Miram Sager
Sept. 2022
On Yom Kippur, the High Priest, Cohen Gadol, would enter the Holy of Holies. His short prayer included a request of God to ignore the rain-related prayers of travellers.
The priests knew that it is human to selfishly wish for sunny weather when you are riding your donkey to Jerusalem—or when you’re at the cottage—if rain was needed, as it often was in the semi-arid climate. Now that we no longer have a High Priest, it is up to us to be the responsible adults, and we need our modern day leaders, too, to be thinking of the common good.
Jews have survived by building strong families and cohesive communities. We are good in those dimensions: a good education, strong institutions—for our own children, for our own people. That is excellent. It is a good thing that we have survived and flourished.
However, COVID has reminded us that it is not enough to think about our own. Many of us have worn masks and gotten vaccinated to protect each other and our healthcare system, but then we were also reminded that pandemics know no borders and we should be sharing our stash of vaccine with other countries to reduce the opportunity for new variants to emerge. Similarly, we are discovering that climate change is a global predicament: deadly heat waves are not restricted to distant continents, destructive storms do not only hit southern islands, drought and crop failure affect Canadian farmers and consumers too, wildfires rage not only in California. Living this far north, like having our Great Lakes and our own strong communities, are not enough to keep us safe.
Perpetuating the status quo will not do in a changing world; deferring action to “later,” though convenient, is no longer a viable option. In the approaching municipal election, it is time to vote for candidates who do not bury their heads in the sand and do not disrespect our intelligence by trying to lure us with promises of selfish gain or convenience: better roads are nice but we need them to be safe, and we all must figure out how to drive much les; clean parks are lovely, but when the unhoused are hounded out of parks into isolated ravines as housing becomes less and less affordable, our city is neither caring nor truly safe. We need a police force that will be helpful to all minorities, not just to us the Jews; we need our conservation areas intact and wetlands restored, not sold off into warehouses, if we are not to shortchange our children’s future.

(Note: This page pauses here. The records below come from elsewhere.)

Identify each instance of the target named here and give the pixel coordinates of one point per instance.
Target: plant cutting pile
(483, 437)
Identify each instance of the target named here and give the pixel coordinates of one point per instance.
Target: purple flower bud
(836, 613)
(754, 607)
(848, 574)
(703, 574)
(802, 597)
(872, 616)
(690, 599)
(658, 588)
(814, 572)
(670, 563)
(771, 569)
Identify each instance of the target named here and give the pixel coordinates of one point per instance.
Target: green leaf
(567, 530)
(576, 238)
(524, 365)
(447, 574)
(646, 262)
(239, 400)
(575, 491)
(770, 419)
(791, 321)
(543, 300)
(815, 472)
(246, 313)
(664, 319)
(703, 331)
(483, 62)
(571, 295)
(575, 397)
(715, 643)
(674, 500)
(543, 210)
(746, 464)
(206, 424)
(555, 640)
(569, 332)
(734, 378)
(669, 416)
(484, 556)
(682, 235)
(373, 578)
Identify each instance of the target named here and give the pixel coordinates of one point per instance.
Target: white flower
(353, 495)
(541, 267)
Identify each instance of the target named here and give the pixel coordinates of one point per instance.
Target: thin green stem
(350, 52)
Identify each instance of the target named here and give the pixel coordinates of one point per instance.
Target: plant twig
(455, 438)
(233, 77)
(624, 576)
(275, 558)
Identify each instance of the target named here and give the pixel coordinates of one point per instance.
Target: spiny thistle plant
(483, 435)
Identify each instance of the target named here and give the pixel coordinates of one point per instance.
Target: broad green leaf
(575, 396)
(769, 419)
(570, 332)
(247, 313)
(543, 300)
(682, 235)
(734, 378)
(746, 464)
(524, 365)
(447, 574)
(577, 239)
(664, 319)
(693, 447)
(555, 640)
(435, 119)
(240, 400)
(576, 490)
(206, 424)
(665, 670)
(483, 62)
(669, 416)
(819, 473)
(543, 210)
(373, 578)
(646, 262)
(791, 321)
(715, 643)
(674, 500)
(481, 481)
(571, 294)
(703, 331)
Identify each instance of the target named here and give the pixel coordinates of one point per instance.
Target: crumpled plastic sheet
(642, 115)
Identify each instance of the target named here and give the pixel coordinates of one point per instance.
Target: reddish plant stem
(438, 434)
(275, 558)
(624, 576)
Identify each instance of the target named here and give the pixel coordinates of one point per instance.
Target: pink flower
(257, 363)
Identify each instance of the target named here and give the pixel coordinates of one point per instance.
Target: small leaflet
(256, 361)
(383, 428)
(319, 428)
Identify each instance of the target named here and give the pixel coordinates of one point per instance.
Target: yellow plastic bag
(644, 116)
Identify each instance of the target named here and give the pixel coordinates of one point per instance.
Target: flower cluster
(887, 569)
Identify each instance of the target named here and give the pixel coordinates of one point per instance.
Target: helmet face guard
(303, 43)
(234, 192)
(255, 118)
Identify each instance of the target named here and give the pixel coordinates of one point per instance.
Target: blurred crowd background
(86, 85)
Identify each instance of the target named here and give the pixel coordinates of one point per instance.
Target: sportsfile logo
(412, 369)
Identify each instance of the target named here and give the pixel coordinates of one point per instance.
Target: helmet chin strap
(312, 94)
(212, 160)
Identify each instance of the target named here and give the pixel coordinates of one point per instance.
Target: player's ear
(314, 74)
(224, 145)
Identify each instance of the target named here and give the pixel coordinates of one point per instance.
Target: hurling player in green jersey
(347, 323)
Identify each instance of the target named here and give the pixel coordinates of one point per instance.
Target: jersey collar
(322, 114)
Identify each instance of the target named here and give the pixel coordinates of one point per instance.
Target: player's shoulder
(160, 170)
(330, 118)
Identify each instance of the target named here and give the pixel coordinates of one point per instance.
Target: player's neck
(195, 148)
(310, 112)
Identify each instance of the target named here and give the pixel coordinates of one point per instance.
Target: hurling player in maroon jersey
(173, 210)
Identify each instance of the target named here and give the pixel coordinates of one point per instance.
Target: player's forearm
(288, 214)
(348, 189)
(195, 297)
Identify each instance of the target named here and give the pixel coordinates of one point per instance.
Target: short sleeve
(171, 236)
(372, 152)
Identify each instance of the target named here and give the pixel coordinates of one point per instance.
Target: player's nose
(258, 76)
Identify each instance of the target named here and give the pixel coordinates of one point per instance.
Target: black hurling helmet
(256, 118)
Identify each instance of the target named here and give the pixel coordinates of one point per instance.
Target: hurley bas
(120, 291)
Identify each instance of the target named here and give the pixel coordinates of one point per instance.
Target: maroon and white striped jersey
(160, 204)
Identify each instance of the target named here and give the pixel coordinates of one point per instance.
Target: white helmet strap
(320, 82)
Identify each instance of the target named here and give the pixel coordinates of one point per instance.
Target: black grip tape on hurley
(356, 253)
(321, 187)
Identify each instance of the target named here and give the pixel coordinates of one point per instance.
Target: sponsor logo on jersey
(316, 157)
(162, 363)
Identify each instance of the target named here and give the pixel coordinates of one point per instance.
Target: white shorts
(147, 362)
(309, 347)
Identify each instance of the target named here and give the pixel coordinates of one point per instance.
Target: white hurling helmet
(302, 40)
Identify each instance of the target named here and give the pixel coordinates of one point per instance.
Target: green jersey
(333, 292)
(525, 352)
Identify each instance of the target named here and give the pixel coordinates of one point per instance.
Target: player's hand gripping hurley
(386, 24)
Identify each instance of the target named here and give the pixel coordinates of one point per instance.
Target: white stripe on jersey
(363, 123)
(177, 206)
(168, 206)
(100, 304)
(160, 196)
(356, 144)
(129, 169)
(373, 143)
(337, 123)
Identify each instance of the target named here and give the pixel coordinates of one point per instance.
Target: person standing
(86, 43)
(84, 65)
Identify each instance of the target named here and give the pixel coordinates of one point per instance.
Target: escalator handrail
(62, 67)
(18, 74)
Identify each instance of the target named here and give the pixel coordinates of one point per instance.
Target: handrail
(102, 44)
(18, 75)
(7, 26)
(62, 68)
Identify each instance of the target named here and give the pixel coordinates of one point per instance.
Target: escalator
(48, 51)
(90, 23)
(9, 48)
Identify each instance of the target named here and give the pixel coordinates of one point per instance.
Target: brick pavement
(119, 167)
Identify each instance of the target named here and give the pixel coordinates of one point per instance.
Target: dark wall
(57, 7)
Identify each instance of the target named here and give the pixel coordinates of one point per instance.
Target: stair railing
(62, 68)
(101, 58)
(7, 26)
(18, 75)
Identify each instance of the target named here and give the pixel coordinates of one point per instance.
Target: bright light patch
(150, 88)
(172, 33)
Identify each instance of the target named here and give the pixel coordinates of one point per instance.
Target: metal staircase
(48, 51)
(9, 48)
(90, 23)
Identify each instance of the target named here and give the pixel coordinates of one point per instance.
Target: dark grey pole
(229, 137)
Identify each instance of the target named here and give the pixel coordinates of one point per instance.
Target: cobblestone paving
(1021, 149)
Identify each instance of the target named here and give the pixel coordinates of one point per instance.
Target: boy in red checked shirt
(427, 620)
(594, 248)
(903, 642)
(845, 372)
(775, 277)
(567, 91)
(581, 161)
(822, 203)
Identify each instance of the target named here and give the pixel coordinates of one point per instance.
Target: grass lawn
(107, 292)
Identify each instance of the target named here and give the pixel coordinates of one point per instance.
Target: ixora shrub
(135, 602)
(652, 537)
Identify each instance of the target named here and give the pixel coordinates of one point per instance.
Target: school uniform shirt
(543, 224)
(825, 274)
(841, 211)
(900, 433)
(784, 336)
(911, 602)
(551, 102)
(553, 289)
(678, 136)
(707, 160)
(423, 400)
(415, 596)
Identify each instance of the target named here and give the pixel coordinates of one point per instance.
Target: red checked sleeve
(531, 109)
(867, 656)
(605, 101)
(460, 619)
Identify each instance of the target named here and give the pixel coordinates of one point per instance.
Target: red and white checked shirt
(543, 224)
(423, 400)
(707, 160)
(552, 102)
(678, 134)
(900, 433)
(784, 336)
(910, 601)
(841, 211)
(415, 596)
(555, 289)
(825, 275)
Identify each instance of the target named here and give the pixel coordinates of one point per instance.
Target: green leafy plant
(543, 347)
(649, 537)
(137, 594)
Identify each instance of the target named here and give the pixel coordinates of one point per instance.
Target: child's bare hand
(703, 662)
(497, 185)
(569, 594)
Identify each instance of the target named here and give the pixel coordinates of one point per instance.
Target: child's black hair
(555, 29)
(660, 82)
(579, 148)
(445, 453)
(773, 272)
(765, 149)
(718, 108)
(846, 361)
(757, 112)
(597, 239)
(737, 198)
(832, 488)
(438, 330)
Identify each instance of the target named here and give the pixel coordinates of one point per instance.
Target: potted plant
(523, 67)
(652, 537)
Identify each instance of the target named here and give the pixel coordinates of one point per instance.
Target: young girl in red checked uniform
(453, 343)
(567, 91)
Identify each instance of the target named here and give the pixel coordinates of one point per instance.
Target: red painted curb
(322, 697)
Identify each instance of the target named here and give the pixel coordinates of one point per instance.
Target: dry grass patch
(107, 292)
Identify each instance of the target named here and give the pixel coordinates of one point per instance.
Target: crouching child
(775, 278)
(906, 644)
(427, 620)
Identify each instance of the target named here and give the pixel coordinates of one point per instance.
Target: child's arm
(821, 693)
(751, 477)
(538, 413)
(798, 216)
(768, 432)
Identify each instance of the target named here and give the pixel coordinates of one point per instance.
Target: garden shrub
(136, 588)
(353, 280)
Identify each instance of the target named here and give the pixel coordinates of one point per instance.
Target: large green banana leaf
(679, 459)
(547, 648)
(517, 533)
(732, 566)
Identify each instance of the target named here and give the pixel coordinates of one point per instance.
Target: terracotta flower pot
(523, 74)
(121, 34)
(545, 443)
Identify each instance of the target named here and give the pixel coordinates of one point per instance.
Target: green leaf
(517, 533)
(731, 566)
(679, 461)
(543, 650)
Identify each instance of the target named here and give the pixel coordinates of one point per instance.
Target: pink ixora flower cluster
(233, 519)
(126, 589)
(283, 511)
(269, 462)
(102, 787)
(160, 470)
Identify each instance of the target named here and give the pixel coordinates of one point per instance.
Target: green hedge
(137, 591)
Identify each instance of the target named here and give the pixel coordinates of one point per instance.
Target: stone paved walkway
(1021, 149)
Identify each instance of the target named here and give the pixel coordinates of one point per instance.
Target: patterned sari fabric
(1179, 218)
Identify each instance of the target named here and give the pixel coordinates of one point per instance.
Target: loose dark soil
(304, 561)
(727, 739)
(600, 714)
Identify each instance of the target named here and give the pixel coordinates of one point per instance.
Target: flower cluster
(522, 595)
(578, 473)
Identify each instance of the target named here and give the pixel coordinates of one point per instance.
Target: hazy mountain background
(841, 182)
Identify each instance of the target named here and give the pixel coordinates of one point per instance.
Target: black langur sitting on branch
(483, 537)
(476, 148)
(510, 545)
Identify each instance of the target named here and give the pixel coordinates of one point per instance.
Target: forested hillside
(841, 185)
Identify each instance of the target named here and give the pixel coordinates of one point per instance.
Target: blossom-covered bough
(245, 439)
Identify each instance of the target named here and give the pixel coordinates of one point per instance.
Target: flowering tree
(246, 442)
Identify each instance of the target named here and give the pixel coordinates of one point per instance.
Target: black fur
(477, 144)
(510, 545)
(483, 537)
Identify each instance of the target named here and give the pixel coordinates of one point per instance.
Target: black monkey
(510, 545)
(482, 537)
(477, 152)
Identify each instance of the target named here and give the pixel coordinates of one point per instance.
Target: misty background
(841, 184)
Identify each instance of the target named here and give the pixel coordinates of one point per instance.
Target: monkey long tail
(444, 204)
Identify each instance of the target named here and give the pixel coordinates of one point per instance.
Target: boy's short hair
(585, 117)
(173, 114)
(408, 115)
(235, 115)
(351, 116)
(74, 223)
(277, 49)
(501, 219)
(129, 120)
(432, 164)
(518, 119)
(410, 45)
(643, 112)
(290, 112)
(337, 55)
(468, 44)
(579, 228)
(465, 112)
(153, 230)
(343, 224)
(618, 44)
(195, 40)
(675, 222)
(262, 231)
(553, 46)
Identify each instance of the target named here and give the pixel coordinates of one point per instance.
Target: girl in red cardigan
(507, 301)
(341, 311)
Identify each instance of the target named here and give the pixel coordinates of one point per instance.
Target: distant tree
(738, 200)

On Oct. 24, let’s make sure to get out and vote, and let’s check out the fresh faces running to represent us on Council and as mayor. The time has come for leaders who will indeed lead, with courage, integrity and responsibility for the best possible long-term outcomes for the entire community. The current debates in the city are critical for the shape of the society that we live in, and we need our municipality to work towards a stronger,sustainable and ethical future where no one is left behind.
Miriam Sager is an Israeli-Canadian who lives in Hamilton, works at SACHA (sexual assault centre) and believes that “time is short and the task is great” (Rabbi Tarfon).